Here is a note that Steve Simmons sent to me about the Fatali incident. His e mail is Largformat@aol.com
After our March/April issue was published, we received a volley of criticism for publishing Michael Fatali's photographs and article. It seems that in September 2000, Mr. Fatali, while leading a workshop in Arches National Park in Utah, lit four fires around the Delicate Arch in order to light the area for some nighttime photographs. Apparently, this technique has been used by other photographers in other areas for the same purpose. However, even though Mr. Fatali had permission to be in the park conducting a workshop, he did not have permission to light any fires. Three of the fires were set using Dura-Flame logs, and the fourth was set with wood gathered in the area. At the conclusion of the session, he and the workshop participants stomped the fires out and left the area. The next morning one of the park rangers discovered the remains of the fires and the footprints of the participants on the rock and in the dirt areas around the arch. One or more of the fires was set in a tin bucket, and there may have been some melted tin on the rock and ground surfaces as well.
This incident was given some attention in Utah-area and Las Vegas newspapers. I am also told there were some discussions about the event in a nature photography discussion group on the Internet and that Outdoor Photographer reported on it but did not name the photographer involved. At the present time the incident is under investigation by the National Park Service and the Salt Lake office of the U.S. Attorney General. It is my understanding that no damage was done to the Arch itself but that scars from the fires remain on the ground and rock areas around the Arch. Restoration work is planned for the area.
The question asked of me was why did we publish Mr. Fatali's article given his conduct. In the eyes of some, I compounded my ethical mistake by offering two of Mr. Fatali's photographs in our Print Collector's Program in the same issue. The fact is, I was unaware of the problem and was not told of the incident by Mr. Fatali when I contacted him in early December 2000 about doing the article. Mr. Fatali also did not inform me of the problem when I asked him about including two of his images in the collecting program. In fact, I did not become aware of these events until after the issue was distributed; I was alerted by one of my readers about a discussion thread on a large-format web site.
This situation raises several questions. Do I wish I had been informed of the problem by Mr. Fatali before we published his work? Yes. Knowing what I now know, what do I wish I had done? In perfect hindsight, this could have been an opportunity to do a sidebar article on the proper conduct for a photographer in a national park-we did actually talk about park policies related to photographers in another article a couple of years ago. We may think that we are free to take our tripods anywhere we please, or that a simple transgression can be excused because of one great photograph pursued in the name of preservation. This is the wrong attitude. The parks belong to all of us, and anytime I show up with a camera, not to mention a tripod, I represent everyone who will come after me. If I do the slightest damage to the park, it will be more difficult for those that follow me. No photograph is worth damaging the subject we claim to love and want to protect. It is the subject itself that has the greater value and not my photograph of it. A sidebar piece such as this could have raised everyone's awareness of this issue and created a healthy discussion. Now that I am aware of the problem, what am I going to do about it? For the time being we have suspended all sales of Mr. Fatali's work through this magazine. If we can work out a system to donate all of the proceeds to the National Park Service Foundation at a later time, we may offer his prints again.

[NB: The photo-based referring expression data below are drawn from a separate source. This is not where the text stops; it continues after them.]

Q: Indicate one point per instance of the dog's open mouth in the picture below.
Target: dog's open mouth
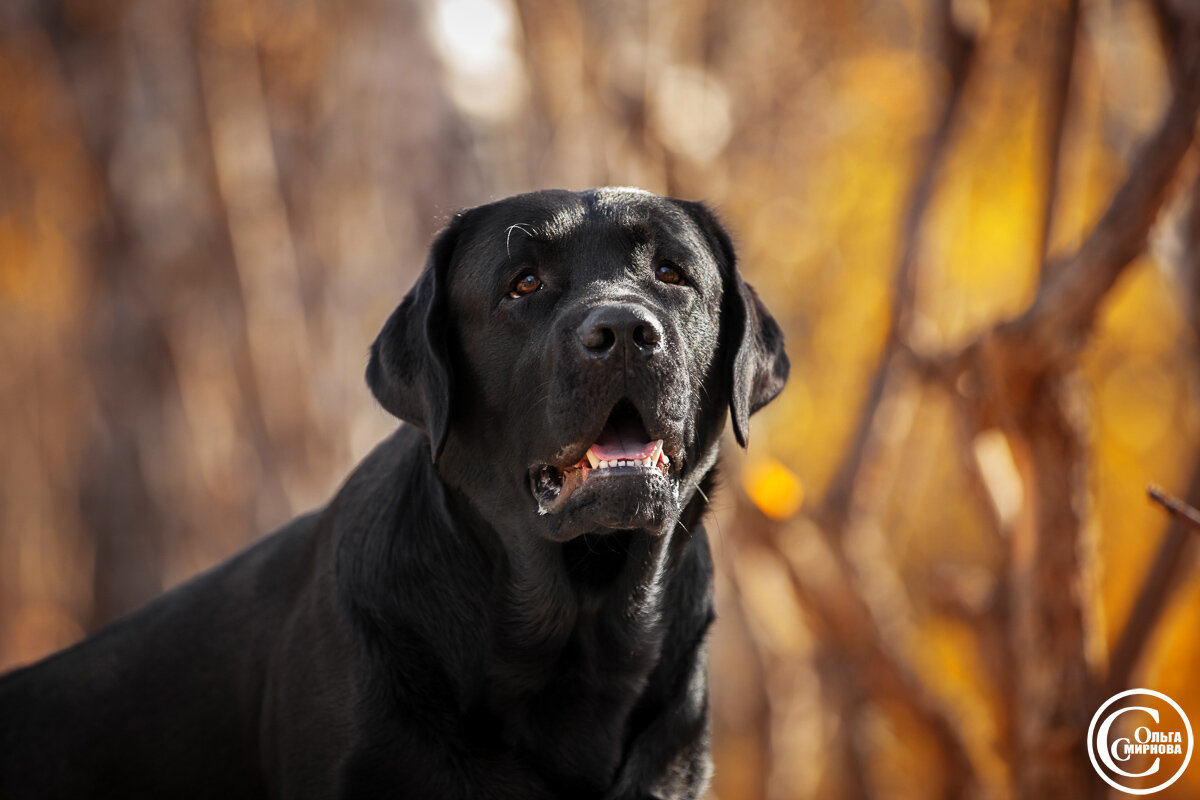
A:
(622, 450)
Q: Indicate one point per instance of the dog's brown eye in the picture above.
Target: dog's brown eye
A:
(669, 272)
(527, 283)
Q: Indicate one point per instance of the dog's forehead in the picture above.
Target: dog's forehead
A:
(559, 217)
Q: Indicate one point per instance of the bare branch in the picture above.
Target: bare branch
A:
(1179, 509)
(1055, 326)
(1159, 583)
(959, 50)
(1057, 104)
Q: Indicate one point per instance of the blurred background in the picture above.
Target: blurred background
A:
(973, 218)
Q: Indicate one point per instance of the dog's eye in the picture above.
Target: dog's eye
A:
(669, 272)
(527, 283)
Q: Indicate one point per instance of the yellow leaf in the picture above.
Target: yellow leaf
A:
(774, 488)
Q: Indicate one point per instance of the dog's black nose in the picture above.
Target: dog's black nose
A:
(611, 329)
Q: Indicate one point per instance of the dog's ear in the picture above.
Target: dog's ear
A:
(409, 371)
(756, 365)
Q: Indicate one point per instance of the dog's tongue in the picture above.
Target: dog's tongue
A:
(623, 440)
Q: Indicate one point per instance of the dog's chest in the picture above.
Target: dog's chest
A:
(575, 727)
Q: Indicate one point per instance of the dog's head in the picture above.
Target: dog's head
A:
(579, 352)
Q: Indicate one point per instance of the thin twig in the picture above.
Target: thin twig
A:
(1179, 509)
(1057, 106)
(959, 49)
(1159, 583)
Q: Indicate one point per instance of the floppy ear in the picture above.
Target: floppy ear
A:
(756, 365)
(408, 372)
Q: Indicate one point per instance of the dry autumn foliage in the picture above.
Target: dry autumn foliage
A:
(977, 220)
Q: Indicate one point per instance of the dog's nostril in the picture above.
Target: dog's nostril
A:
(599, 338)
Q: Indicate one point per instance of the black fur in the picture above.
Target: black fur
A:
(439, 630)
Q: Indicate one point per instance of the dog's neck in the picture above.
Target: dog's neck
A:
(521, 631)
(521, 600)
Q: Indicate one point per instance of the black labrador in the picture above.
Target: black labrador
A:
(509, 597)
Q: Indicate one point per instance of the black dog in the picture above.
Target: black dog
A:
(509, 597)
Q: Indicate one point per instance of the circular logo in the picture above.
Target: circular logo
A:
(1140, 741)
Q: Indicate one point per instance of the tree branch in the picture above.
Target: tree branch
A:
(959, 49)
(1057, 106)
(1158, 584)
(1053, 330)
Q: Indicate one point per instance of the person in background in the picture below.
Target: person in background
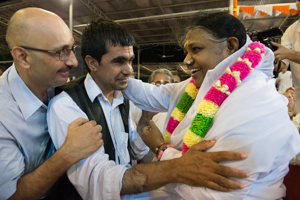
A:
(42, 48)
(107, 50)
(157, 77)
(230, 98)
(284, 80)
(177, 78)
(141, 118)
(289, 53)
(291, 90)
(291, 104)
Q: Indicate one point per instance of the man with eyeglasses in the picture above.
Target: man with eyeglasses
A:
(41, 45)
(107, 50)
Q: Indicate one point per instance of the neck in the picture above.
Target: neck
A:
(109, 95)
(40, 91)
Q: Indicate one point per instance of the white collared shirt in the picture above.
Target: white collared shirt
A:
(23, 131)
(96, 177)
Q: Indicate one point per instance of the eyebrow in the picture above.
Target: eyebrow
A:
(118, 58)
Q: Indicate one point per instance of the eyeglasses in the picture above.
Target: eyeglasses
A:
(63, 53)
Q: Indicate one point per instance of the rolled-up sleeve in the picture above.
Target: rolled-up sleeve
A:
(95, 177)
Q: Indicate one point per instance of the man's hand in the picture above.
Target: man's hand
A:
(282, 52)
(84, 137)
(152, 136)
(200, 168)
(144, 121)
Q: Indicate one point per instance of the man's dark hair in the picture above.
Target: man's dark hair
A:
(220, 25)
(99, 35)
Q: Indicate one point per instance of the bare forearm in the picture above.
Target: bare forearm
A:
(37, 183)
(294, 56)
(148, 176)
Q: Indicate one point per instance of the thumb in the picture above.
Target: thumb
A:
(203, 145)
(77, 122)
(275, 44)
(151, 123)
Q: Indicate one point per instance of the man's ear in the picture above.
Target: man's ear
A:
(91, 62)
(20, 56)
(232, 44)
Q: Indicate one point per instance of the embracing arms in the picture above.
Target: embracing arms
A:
(76, 147)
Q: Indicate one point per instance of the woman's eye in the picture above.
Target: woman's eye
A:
(196, 48)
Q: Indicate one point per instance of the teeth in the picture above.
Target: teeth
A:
(194, 70)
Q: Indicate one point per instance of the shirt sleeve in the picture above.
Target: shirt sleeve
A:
(286, 40)
(95, 177)
(149, 97)
(11, 163)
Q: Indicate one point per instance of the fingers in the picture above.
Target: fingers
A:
(78, 122)
(146, 129)
(226, 171)
(221, 156)
(152, 124)
(275, 44)
(223, 184)
(203, 145)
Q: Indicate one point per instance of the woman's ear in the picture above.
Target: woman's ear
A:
(91, 62)
(232, 44)
(20, 56)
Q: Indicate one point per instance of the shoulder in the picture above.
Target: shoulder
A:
(5, 93)
(62, 99)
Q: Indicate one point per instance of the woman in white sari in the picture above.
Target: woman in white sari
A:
(252, 118)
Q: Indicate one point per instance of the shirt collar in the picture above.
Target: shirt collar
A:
(93, 91)
(26, 100)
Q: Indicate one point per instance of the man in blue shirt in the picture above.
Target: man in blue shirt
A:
(42, 48)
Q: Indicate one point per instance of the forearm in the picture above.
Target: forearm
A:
(37, 183)
(294, 56)
(149, 176)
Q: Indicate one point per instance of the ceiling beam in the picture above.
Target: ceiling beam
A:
(4, 21)
(21, 4)
(158, 7)
(94, 8)
(163, 17)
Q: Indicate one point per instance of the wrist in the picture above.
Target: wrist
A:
(65, 154)
(160, 149)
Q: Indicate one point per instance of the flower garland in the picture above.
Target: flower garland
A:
(296, 159)
(214, 98)
(181, 109)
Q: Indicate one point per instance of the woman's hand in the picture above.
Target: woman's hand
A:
(152, 136)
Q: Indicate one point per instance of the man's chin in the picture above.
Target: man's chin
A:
(60, 81)
(121, 87)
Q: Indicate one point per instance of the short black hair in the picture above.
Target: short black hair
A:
(99, 35)
(219, 25)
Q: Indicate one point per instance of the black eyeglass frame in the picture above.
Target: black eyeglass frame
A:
(60, 53)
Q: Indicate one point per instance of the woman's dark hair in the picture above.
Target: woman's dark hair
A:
(220, 25)
(99, 35)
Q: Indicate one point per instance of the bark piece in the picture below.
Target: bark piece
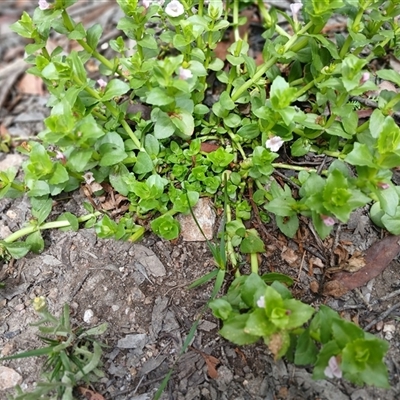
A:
(377, 258)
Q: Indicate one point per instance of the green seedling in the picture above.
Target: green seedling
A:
(72, 355)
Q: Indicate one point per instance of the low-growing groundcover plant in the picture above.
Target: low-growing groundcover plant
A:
(169, 121)
(73, 355)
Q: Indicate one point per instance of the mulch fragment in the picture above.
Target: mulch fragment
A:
(377, 258)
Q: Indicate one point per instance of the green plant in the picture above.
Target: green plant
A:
(145, 129)
(73, 356)
(253, 310)
(146, 133)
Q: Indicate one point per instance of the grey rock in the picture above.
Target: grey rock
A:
(147, 259)
(9, 378)
(205, 216)
(136, 341)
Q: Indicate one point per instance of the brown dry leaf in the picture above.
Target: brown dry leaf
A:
(275, 344)
(342, 254)
(90, 394)
(289, 256)
(354, 263)
(316, 262)
(240, 354)
(377, 258)
(211, 362)
(31, 84)
(314, 286)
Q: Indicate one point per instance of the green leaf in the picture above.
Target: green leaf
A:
(93, 35)
(71, 218)
(389, 75)
(163, 127)
(281, 93)
(143, 164)
(221, 308)
(158, 97)
(270, 277)
(299, 313)
(321, 324)
(60, 175)
(252, 289)
(220, 157)
(166, 227)
(78, 67)
(345, 332)
(184, 122)
(329, 350)
(288, 225)
(392, 223)
(306, 350)
(249, 131)
(258, 325)
(111, 154)
(115, 88)
(363, 359)
(41, 208)
(226, 101)
(252, 244)
(282, 206)
(234, 330)
(35, 241)
(389, 199)
(361, 155)
(79, 158)
(118, 175)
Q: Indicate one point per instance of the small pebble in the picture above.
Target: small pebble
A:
(87, 317)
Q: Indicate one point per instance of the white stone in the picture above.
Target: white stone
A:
(205, 216)
(9, 378)
(88, 315)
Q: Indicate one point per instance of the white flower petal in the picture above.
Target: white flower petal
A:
(274, 143)
(261, 302)
(44, 5)
(185, 73)
(174, 8)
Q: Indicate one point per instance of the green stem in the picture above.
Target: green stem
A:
(229, 247)
(254, 263)
(48, 225)
(268, 64)
(309, 85)
(268, 20)
(70, 26)
(236, 20)
(392, 103)
(115, 113)
(237, 145)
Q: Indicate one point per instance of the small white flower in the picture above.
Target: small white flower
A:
(102, 83)
(364, 78)
(327, 220)
(296, 7)
(383, 185)
(185, 73)
(261, 302)
(333, 368)
(174, 8)
(88, 177)
(44, 5)
(274, 143)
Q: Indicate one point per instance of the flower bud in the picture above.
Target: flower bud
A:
(39, 304)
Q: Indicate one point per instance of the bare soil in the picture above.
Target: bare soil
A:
(140, 290)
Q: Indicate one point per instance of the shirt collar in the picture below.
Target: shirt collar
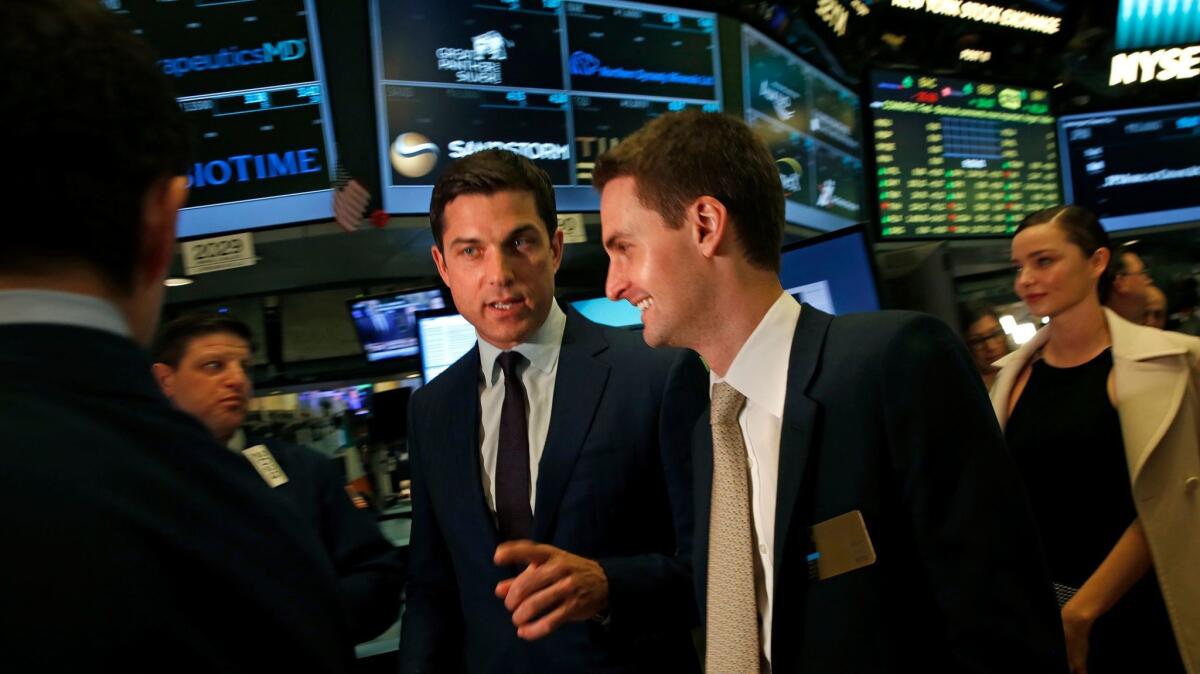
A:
(760, 369)
(238, 443)
(61, 308)
(541, 349)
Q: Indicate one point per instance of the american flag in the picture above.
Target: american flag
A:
(351, 199)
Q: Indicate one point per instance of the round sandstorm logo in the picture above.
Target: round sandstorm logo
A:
(791, 174)
(413, 155)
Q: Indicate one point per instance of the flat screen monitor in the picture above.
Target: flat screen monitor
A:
(813, 126)
(444, 337)
(832, 272)
(606, 312)
(387, 324)
(556, 82)
(251, 83)
(960, 157)
(1135, 168)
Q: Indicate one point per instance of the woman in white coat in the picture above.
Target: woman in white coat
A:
(1103, 420)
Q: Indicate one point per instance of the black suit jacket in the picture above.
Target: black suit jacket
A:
(133, 541)
(370, 570)
(885, 414)
(613, 485)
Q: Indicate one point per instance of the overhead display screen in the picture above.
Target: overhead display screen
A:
(249, 77)
(832, 272)
(1135, 168)
(959, 157)
(813, 126)
(557, 82)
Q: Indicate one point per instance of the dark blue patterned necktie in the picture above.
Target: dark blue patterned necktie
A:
(513, 511)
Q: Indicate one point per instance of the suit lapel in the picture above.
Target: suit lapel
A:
(1151, 377)
(579, 386)
(799, 416)
(462, 473)
(702, 491)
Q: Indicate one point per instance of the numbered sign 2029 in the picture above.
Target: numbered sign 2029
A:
(219, 253)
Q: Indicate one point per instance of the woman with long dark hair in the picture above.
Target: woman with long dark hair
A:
(1103, 420)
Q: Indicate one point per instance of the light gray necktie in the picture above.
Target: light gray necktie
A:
(731, 638)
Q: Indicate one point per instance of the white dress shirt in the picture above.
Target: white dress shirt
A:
(760, 373)
(538, 378)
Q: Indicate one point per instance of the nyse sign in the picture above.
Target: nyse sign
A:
(1162, 65)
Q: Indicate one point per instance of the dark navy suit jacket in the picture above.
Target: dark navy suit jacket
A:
(133, 541)
(613, 485)
(370, 570)
(885, 414)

In conclusion, I can only say that this situation has some irony to it. From the narrow, business viewpoint of a publisher, this was a very good issue. The beauty of the images in the March/April issue won us many new subscribers. The Friends of Arizona Highways, for whom Fatali was leading the workshop (and who have suspended him from leading more workshops) ran an ad in the same issue. They have received a large number of calls from people who, inspired by Fatali's photographs, want to take workshops. However, I am disappointed by this publishing experience. It has been one of the more frustrating of my fourteen years in the business. I am more than just a publisher. I live on this earth, I care about it, and it is more important to me than success in business. This experience has helped me redefine my role as a resident of this planet, and I hope that others, in reflecting on these events, will remember to "walk lightly and leave no trace" in pursuing the great art of photography.